A maioria da população trabalha, então dorme cedo, afirma Fonseca. “Há também os casais mais jovens que dão uma educação mais moderna para os filhos. Alguns jovens saem da cidade para estudar e trabalhar.”
População religiosa é outro fator que deve influenciar a população a se distanciar da criminalidade, arrisca o secretário. “Tem uma grande parte da população que é católica. Tem os evangélicos, que têm grande número de fiéis. Muitos moradores frequentam as igrejas.”
A diversão dos jovens, segundo Fonseca, se restringe às lan houses, reuniões na praça e carro de som. “Aqui não tem boate, casa noturna e os ‘bailinhos’ ainda acontecem na praça central, que é coberta.

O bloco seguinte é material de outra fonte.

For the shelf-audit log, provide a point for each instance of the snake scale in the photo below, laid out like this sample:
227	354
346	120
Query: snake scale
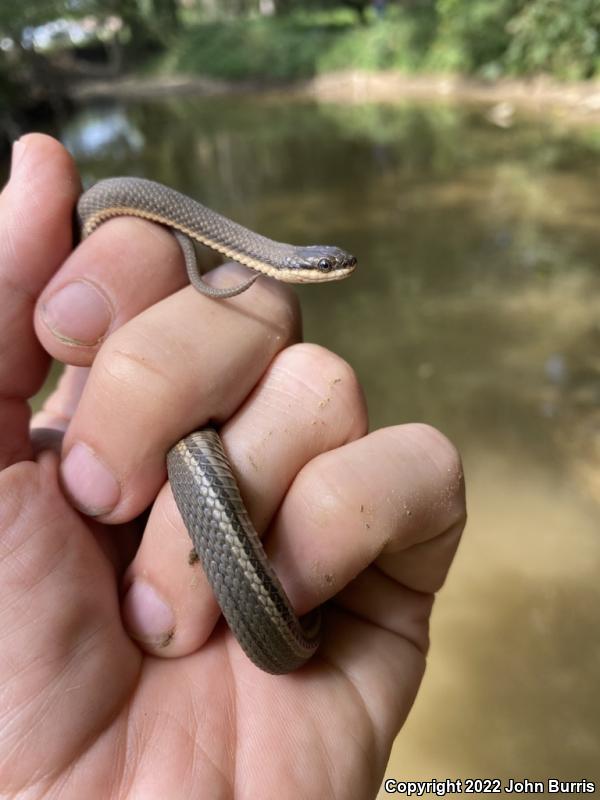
246	587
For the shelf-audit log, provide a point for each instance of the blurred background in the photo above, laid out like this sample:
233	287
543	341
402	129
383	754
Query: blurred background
454	147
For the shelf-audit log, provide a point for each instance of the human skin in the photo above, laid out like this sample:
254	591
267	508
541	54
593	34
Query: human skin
118	679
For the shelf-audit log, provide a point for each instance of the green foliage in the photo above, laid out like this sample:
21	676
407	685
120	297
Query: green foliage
555	37
472	33
230	39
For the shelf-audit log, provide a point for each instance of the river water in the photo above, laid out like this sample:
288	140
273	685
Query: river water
475	308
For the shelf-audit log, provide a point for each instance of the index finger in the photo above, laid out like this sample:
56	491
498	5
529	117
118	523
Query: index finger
35	237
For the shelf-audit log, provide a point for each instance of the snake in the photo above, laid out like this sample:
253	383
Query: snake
246	587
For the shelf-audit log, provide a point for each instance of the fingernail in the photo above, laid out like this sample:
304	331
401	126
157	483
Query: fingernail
90	484
78	314
18	149
147	616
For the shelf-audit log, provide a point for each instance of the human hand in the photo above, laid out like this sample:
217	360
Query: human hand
118	679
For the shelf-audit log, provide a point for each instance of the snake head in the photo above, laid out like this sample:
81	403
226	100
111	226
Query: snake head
323	262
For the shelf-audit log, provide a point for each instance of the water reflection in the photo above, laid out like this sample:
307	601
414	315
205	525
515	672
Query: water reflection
475	308
101	133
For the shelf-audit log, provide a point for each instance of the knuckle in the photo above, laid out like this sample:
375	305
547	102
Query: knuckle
330	378
132	368
445	457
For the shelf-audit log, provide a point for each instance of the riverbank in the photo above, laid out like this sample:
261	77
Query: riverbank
578	101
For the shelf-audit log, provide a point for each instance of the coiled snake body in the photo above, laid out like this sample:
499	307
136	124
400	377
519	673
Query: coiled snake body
250	596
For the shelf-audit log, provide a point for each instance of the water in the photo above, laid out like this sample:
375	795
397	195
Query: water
475	309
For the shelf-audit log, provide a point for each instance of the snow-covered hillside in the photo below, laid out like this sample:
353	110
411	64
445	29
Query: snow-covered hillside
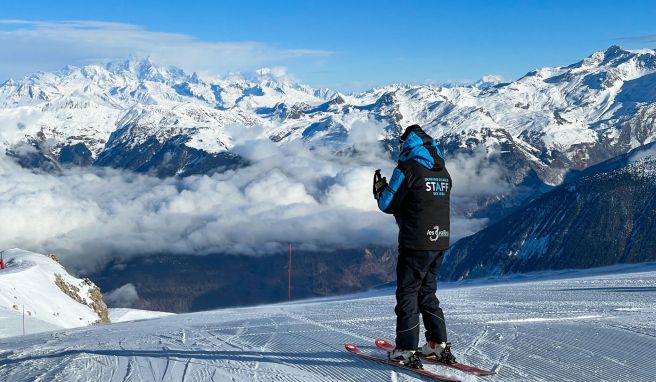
52	298
588	327
551	120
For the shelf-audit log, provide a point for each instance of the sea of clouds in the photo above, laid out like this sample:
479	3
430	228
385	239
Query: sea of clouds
314	198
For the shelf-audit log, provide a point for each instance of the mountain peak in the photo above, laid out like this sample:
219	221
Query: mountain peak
144	69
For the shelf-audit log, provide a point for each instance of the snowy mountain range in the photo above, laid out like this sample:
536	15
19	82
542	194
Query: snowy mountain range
563	326
540	129
138	115
601	216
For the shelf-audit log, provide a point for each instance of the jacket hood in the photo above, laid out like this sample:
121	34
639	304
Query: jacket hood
420	147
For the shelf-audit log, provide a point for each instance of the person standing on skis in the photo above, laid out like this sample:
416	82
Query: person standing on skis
418	196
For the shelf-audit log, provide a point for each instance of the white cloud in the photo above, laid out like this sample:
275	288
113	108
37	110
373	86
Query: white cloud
123	297
30	46
289	193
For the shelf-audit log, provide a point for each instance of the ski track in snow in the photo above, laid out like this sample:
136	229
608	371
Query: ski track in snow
595	328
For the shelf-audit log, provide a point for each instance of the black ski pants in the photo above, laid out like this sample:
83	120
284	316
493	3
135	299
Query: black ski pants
416	285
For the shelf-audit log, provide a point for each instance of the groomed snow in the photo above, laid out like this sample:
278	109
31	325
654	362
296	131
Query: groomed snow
28	282
599	327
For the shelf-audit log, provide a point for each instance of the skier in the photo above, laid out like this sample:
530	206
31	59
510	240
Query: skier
418	196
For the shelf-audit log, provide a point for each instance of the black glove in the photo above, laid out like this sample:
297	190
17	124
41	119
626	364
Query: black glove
380	184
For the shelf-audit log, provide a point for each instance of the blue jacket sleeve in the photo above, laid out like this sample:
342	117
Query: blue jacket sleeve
392	197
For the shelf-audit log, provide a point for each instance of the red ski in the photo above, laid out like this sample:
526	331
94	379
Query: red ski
387	346
359	353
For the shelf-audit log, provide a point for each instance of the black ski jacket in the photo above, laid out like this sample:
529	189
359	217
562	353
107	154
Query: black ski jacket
418	194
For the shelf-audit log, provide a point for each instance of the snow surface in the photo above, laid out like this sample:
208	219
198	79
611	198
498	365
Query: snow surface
28	282
596	327
127	314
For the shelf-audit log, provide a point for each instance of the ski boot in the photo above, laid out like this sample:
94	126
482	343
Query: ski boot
406	357
441	352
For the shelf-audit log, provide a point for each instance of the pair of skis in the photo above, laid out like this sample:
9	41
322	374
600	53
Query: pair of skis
385	345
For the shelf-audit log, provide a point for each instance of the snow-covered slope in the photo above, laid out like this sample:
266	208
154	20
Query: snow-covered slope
604	215
52	298
127	314
551	120
592	328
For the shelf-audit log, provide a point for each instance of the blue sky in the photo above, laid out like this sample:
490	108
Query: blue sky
348	45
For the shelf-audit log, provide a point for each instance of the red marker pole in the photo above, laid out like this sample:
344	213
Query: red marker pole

Quando tem baile é muito tranquilo. Poucas vezes ocorrem brigas. Quando isso acontece, eles não chegam às vias de fato. Também há jovens que vão se divertir em Pirajuí e Bauru.”
Na delegacia de Presidente Alves foram registrados, de janeiro a setembro deste ano, 59 boletins de ocorrência, sendo 33 de crimes contra pessoa e 26 contra o patrimônio. No ano passado foram registrados 47 BOs contra pessoas e 31 contra patrimônio, explica o delegado responsável, Márcio José Alves.